Waiting is the hardest part. My mind was busy with coordinating moorage, insurance, final payments, delivery, my work schedule, and of course the trip down stateside to pick 'er  up. That would be the fun part, bringing her back.

I gave my friend Kinc the first right of refusal to come along for the adventure. He didn't refuse. So I guess he's my crew. I'm glad he's along for the ride. The plan would have us travel to Bellingham WA and take possession of the Corleto and set sail and head north. It sounds simple enough, how hard could that be? But these waters are somewhere I have not been to before, there was research and charts to be studied.

The sound of pencils, dividers, plastic parallels hitting the table got Charlene's attention.
"What are you doing?" she asked.
"I am going to do some calculations and planning as to how we will travel from Bellingham north"
She left me to it and I spread Chart #3462- Juan De Fuca Strait to Strait of Georgia. and began my passage plan.

I scratched notes and muttered to myself as I drew course lines and translated tide tables and currents. It was a task that has to be done and I took a great deal of satisfaction when I was finished. Surely the Coastal Nav course of last year was a big help.

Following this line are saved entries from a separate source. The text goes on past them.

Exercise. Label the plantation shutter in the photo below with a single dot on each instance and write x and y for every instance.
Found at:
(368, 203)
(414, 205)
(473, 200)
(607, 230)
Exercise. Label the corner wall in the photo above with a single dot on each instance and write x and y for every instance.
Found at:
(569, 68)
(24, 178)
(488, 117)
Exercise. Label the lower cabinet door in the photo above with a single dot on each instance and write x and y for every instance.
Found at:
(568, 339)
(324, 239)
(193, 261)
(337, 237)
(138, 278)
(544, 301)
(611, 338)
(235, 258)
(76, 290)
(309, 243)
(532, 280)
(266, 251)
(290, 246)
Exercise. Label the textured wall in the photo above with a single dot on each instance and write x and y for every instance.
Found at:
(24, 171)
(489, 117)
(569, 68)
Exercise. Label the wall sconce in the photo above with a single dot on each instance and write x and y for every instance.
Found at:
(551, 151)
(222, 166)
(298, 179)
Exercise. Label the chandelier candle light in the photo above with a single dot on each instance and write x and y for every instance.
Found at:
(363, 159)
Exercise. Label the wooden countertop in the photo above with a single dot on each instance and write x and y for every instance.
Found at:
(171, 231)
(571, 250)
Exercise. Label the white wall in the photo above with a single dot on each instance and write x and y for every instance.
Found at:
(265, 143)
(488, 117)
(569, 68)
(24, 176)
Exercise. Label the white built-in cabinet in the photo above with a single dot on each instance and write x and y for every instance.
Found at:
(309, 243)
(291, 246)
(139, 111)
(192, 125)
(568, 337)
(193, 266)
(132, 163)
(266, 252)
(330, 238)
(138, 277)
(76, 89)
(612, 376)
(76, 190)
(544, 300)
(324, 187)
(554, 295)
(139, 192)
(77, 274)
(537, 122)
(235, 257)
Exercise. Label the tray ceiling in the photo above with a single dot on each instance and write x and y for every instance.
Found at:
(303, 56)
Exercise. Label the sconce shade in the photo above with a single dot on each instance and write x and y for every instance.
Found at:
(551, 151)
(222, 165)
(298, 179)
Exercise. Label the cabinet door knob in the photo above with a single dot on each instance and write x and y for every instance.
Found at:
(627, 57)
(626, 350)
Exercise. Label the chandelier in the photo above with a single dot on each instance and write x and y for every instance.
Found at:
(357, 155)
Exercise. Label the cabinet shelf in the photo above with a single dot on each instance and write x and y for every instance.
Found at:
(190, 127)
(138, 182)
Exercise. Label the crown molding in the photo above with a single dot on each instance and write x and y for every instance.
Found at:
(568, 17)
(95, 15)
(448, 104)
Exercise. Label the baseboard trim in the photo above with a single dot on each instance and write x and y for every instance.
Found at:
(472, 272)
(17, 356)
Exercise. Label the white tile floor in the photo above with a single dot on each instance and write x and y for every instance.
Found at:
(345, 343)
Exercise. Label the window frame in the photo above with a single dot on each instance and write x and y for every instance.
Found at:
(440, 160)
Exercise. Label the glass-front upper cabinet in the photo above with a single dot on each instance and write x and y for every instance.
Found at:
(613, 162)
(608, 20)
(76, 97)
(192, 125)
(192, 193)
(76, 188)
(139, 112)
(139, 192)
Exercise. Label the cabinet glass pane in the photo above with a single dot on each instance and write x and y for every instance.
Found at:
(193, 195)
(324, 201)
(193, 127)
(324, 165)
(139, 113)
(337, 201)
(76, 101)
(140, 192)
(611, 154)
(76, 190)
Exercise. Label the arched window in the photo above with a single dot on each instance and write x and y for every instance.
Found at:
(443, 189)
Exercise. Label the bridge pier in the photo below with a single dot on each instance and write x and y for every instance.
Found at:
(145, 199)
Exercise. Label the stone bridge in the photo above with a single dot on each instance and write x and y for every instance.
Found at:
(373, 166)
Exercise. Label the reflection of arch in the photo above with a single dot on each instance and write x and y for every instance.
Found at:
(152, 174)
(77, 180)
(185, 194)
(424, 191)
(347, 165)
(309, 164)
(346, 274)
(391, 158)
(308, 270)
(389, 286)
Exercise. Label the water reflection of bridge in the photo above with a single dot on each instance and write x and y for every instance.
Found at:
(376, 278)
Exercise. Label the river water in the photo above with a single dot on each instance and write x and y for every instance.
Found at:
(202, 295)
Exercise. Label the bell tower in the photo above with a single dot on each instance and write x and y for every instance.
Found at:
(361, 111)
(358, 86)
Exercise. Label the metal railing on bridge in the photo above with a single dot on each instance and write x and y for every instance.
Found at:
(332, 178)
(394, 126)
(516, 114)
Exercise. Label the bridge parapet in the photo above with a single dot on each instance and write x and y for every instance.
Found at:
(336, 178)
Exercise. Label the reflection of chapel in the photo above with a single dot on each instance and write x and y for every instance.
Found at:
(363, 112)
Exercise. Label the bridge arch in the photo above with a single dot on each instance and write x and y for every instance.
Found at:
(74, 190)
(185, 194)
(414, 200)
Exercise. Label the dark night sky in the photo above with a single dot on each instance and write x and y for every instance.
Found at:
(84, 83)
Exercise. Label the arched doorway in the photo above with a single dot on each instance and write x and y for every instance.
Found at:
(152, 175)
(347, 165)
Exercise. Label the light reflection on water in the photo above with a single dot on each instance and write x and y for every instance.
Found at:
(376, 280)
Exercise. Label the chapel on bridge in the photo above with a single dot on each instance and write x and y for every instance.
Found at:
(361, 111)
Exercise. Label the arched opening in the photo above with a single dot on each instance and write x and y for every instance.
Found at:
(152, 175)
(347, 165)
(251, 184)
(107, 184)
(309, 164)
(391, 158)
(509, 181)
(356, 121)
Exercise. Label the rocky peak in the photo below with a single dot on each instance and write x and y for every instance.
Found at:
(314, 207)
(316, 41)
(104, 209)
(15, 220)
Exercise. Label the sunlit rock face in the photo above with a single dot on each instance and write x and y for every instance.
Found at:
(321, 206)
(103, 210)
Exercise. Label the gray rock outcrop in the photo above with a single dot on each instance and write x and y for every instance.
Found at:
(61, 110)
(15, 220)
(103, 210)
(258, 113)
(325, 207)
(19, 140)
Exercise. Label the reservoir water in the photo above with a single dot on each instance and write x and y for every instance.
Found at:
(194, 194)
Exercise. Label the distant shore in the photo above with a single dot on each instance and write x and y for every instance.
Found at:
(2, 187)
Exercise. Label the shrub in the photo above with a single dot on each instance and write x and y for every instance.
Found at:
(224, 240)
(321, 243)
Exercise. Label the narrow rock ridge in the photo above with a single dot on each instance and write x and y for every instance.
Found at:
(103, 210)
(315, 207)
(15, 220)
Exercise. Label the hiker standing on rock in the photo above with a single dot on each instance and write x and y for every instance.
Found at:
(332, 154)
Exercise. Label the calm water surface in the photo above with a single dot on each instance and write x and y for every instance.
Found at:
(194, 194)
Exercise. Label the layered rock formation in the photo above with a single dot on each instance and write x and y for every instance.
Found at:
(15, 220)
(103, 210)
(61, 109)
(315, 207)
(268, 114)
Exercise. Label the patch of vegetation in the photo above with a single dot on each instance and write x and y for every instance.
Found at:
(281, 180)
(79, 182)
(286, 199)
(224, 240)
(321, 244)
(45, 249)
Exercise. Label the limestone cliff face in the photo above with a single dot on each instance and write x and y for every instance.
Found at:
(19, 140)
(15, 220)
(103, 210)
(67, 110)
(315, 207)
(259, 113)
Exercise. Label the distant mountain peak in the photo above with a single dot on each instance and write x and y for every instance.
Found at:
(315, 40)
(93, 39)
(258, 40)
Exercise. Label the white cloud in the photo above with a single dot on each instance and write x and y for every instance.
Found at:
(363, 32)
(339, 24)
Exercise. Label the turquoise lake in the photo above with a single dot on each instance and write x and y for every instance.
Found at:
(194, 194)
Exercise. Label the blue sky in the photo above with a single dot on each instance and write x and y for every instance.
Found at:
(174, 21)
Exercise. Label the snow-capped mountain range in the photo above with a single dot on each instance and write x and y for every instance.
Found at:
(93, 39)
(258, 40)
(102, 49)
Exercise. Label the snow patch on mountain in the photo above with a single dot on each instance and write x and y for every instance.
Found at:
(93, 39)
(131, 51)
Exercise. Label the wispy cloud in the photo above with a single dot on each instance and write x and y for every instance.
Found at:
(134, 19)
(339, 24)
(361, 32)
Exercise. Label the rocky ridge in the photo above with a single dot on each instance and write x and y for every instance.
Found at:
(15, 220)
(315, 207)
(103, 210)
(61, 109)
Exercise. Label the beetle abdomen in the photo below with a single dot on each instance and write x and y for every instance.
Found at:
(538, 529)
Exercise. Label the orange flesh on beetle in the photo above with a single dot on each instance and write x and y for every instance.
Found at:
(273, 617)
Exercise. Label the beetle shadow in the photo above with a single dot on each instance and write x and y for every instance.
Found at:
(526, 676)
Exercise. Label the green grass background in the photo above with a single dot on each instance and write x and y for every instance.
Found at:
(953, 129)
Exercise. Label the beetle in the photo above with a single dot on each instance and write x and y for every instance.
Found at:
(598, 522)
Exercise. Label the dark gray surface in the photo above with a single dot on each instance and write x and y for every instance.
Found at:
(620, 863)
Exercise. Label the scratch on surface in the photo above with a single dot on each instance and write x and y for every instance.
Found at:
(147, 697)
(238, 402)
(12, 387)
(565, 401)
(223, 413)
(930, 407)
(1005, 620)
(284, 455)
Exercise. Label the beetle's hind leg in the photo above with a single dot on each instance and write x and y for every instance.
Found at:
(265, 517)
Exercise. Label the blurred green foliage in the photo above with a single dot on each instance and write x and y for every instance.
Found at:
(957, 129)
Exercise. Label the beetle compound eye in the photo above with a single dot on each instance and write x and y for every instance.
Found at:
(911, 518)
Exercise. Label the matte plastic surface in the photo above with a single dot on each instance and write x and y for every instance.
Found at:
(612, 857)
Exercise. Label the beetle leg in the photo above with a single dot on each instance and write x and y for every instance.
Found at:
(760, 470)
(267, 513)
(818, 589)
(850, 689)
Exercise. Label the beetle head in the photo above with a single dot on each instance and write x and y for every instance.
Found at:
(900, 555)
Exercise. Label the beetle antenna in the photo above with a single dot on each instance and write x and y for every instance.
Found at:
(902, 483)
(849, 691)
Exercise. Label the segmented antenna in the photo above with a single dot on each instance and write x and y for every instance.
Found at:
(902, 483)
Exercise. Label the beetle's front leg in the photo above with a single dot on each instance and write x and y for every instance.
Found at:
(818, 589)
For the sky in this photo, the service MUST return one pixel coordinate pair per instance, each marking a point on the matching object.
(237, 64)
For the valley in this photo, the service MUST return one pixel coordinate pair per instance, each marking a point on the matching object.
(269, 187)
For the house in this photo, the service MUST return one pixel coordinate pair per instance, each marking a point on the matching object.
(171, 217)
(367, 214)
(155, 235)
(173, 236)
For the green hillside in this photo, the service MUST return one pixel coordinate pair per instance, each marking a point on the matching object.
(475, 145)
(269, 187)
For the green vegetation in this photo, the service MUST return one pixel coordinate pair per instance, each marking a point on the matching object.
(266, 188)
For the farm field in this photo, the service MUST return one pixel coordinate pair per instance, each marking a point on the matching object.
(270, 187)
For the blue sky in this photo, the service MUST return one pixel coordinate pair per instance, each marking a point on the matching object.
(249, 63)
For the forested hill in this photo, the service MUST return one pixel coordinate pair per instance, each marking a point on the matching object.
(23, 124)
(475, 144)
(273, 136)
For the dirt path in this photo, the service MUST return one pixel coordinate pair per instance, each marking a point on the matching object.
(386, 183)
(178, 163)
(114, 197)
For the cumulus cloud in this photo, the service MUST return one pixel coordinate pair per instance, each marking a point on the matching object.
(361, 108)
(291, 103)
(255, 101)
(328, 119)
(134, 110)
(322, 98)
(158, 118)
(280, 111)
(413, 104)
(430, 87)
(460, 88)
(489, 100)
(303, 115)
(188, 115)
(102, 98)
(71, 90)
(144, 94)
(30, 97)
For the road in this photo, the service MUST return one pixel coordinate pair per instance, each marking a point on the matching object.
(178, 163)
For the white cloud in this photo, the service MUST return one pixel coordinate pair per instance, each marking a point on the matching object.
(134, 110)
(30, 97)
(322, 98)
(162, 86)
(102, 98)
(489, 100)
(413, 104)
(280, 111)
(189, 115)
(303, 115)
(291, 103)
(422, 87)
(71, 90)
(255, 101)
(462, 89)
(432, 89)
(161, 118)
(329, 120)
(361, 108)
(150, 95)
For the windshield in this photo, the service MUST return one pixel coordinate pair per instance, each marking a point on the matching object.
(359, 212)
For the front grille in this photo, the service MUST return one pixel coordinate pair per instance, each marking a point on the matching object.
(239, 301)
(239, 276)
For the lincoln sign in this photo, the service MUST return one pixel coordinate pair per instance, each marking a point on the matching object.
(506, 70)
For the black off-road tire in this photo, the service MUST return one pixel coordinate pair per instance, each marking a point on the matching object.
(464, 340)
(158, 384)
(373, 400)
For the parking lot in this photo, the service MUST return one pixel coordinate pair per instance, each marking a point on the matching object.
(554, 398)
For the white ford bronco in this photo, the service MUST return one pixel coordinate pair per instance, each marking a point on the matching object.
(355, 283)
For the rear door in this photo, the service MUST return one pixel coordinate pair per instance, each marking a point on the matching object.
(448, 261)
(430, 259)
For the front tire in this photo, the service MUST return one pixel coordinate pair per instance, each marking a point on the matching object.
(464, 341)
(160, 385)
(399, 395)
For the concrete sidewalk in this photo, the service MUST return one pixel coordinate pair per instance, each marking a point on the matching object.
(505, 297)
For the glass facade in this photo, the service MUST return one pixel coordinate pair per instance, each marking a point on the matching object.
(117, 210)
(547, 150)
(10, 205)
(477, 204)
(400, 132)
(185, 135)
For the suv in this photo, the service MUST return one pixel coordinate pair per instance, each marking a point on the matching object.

I sent the plan to First Officer Kinc for his opinion.
I had calculated that our trip to Point Roberts would be some 31 nautical miles and would involve 4 waypoints with course changes to avoid hazards on the journey.

Making my Passage Plan- photo by Charlene

He had taken the liberty of pre programming his marine GPS and wouldn't you know it, our course plots were damn near identical. This gave me confidence in my plan. All I needed now was to check the Marine forecasts and we will be off to the races.

As with so many good plans, mother nature lays them to waste. The routing was fine, but the forecasts called for Gale Force winds. This is not unusual for this time of the year, after all it's still winter. But we have had rather benign winter with little or no major storms.

I got the word from my perspective delivery skipper that the weather was suspect for the delivery window of Feb 22-25. This was the first setback since embarking on this whole adventure. It might mean I have to wait to get my hands on the tiller.
Then, what I thought was my second setback, my man Jack, who was going to deliver the boat had to back out. I now was faced with perhaps aborting the handover and postponing for a couple of weeks.
Before I could begin with making the calls cancelling Kinc, and time off, my phone rings and Dave the Boat Broker has already found me a new delivery skipper.

This was a good sign, the new skipper was a very experienced sailor in his own right as well as a marine designer and marine surveyor. What luck.
His name is Richard and his plan was to leave on a favorable tide in the wee hours of the morning and have the Corleto in Bellingham before the end of the day. He would call and update his progress as he set a course up the Rosario Strait north toward Bellingham. As it happened, he would set out on the morning of Feb. 21.
I ended up with a wicked head cold as a result of an earlier road assignment. When Richard called on route, I was hopped up on cold meds. He explained to me that a bilge pump had failed and that there was "considerable water" in the bilge. In my state I thought that the boat was about to become a submarine and that I would be the proud owner of Das Boat and my adventures would be of the underwater kind. Needless to say Thursday was an anxious day.
When Richard called from the Bellingham dock, he told me that the boat had performed "very well" and that the bilge thing was more of a piss off than a major problem. That "she was not taking on any water" and was nicely tied up at the pier. The problem with the pump was likely a fuse and that the water was likely a bad check valve. All things that can easily be repaired or at least dealt with before the journey to Point Roberts.

Rechecking the Chart- photo by Charlene

But my imagination coupled with my lack of sleep would get the best of me. The wait to get to Bellingham taxing, the weather forecasts have been less than promising. I was beginning to think that when I get there all that would be showing is the top of the mast at the slip. Fortunately its only my mind playing tricks on me. And what snapped me out of it, reviewing my passage plan, re-calculating and redoing tide predictions. It has me focused on the task at hand.

And that task begins tomorrow at 07:00.